Surely, this dream has turned into a nightmare. Surely, it has.

CHAPTER 5

Still Go

Lynn

“He’s here again,Cakes. I think you should talk to him. Your sister… she… Brooke is… was.” My mama can’t even get the words out.

Brookewas.She no longerisanything to anyone, she has become a past tense. Was.

She was my sister, she was my best friend, she was Trevor’s best friend. I haven’t been able to look at him since that night. He sat beside me at her funeral, holding my hand the entire time.

However, I still couldn’t look at him. I don’t know if I’ll ever be able to look at him again. I sit up on my bed, clenching my pillow to my chest.

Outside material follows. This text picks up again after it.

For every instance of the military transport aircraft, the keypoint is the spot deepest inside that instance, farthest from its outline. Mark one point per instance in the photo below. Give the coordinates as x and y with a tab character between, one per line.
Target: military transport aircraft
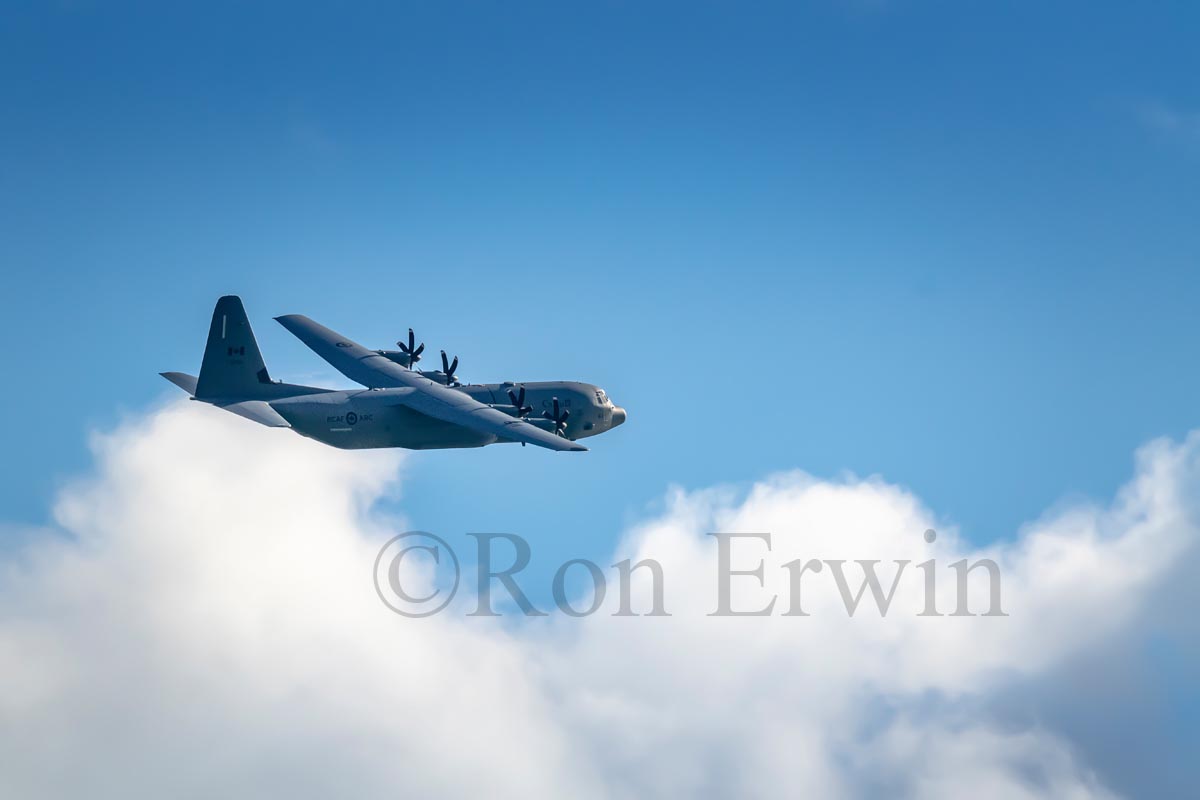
401	407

I don’t even bother to wipe my tears away. I give her a short nod.

“Let him in. I’ll talk to him,” I whisper.

“Good, she would want you to. You two are her… her best friends. She’d want this,” Mama chokes out before turning and rushing from the room.

It’s been a week since we buried my sister and I still can’t stop crying. It’s like a fresh hell every single morning. I wake ready to run into her room and pester her and then it hits me. She’s not there.

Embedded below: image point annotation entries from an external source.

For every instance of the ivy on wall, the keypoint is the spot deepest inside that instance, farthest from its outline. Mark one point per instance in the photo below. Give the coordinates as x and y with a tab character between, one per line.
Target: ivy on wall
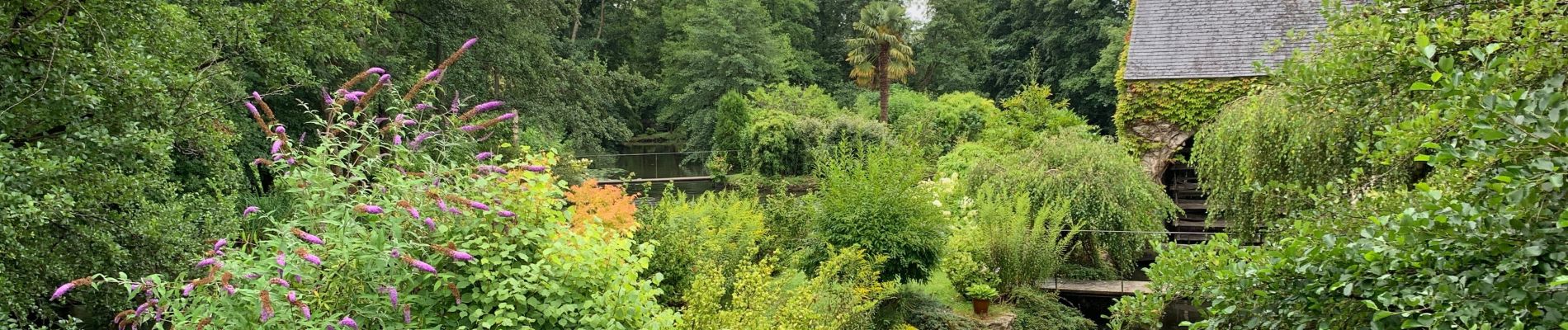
1186	104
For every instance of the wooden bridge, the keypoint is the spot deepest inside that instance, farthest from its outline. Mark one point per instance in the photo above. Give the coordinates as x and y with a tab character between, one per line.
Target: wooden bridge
656	180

My bedroom door creaks open and Trevor steps his big body through the door. He has that Stetson held up over his heart. That’s as far as I’ll let my eyes go.

He also seems to be frozen as he stands with his back pressed to the door he just closed. He drops his arm to his side. I tighten my hold on the pillow.

“This ain’t right, Lynn, and you know it. I can’t lose you both. Why are you shutting me out?”

“I should have been there. If I weren’t with you, I would have been there. I would have been on the side of that road to hold her flashlight while she fixed that stupid broken down truck,” I sob.

“Don’t do that. We couldn’t have known she’d break down. She should’ve called me. I would have been there. I would have helped,” he replies with so much pain in his voice, but I still can’t look at him.

“I should’ve been there. Period. Brooke was always there for me,” I shout back at him.

My heart hurts so much as I think of my sister dying on the side of that road without me. A broken sound comes from Trev, causing my eyes to snap up to his face. Tears stream down his cheeks.

“I should’ve been there,” he says. “I’m her best friend. I’ve always been there when she called.”

“She’s my sister. I should have been there. To protect her, to die with her. I should have been there.”

He drops his hat to the floor and moves to sit beside me, pulling me into his arms. I lean against him and break down. I allow him to give me the comfort I don’t deserve.

I don’t know how much time goes by as he holds me. What I do know is that it still hurts. I’ll never get to see my sister’s big, bright smile again. She’s gone.

“We can blame ourselves ’til we’re blue in the face. It’s not going to bring her back, and it won’t change the fact that that bastard was on that road driving drunk,” he murmurs into my hair.

I squeeze my eyes shut. “If I were there… I could have warned her he was coming. I could have covered her,” I whimper.

He places his fingers under my chin and turns my head until I face him. “Please, Cakes, look at me.”

I lift my eyes to his blues. He searches my face. “Brooke wouldn’t want this. She wouldn’t want you locked in here crying for days. She wouldn’t want you blaming yourself. I know it’s hard. I wake up every morning thinking of how I should’ve been following her home like I always did?—”

“But you didn’t because you were with me.”

“I was where she wanted me to be. Brooke told me to go after you. She told me to be happy. She’s the reason I had the courage to tell you how I felt, how I feel. We weren’t doing anything wrong,” he says.